Lack of such systems is an issue in about half of all states, which currently do not conduct widespread testing with PO. Other states have pilots or multicenter screening programs, while just three, New Jersey, Indiana, and Maryland, mandate it for all newborns, according to 1 in 100, a CCHD advocacy group.
That's a situation Annamarie Saarinen, founder of both the Newborn Coalition and 1 in 100, hopes to change. Her experience with her daughter, Eve, born three years ago with Wolf-Parkinson-White (WPW) syndrome, shows the value of detecting CCHDs early. Eve's odd skin tone, noisy breathing, and heart murmur didn't worry nursery staff much, but a pediatrician decided to test Eve with an echocardiogram cart sent from the University of Minnesota for another infant. Eve then went to intensive care with heart failure. Three and a half months later, after multiple emergencies due to severe mitral valve prolapse, Eve had life-saving surgery to ablate the electronic pathway and repair her valve.
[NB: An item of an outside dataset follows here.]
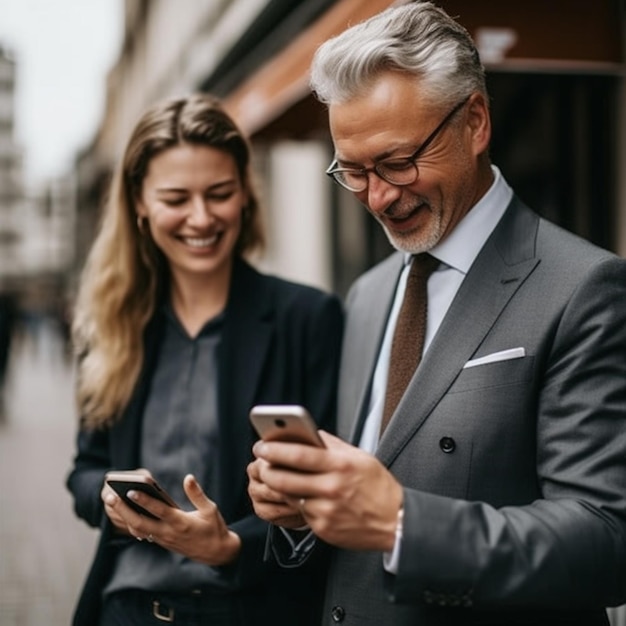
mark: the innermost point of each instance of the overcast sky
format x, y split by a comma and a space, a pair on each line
63, 50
Early genetic diagnosis was crucial. After Eve's WPW diagnosis at three weeks, the hospital was going to send her home on digoxin. “But Eve's doctor knew this medication wasn't compatible with WPW,” Saarinen recalls. “The earlier you know about a problem and its cause, the smarter you can be about treating these kids from a clinical and pharmaceutical standpoint,” Saarinen says.
Dr. Martin spearheaded development of an educational toolkit that he is using to help other hospitals implement screening in their nurseries. It's based on a soon-to-be-published study of PO screening implementation at Holy Cross Hospital in Silver Spring, Maryland. Nursery staff screened 6,489 newborns; PO yielded 4 true positives, 3 false positives, and 2 inconclusive results. Each screening took about 4 minutes of nurses' time.
All pediatricians should advocate for PO screening in their hospitals and states, Dr. Martin says. “Geneticists should get behind this,” he adds.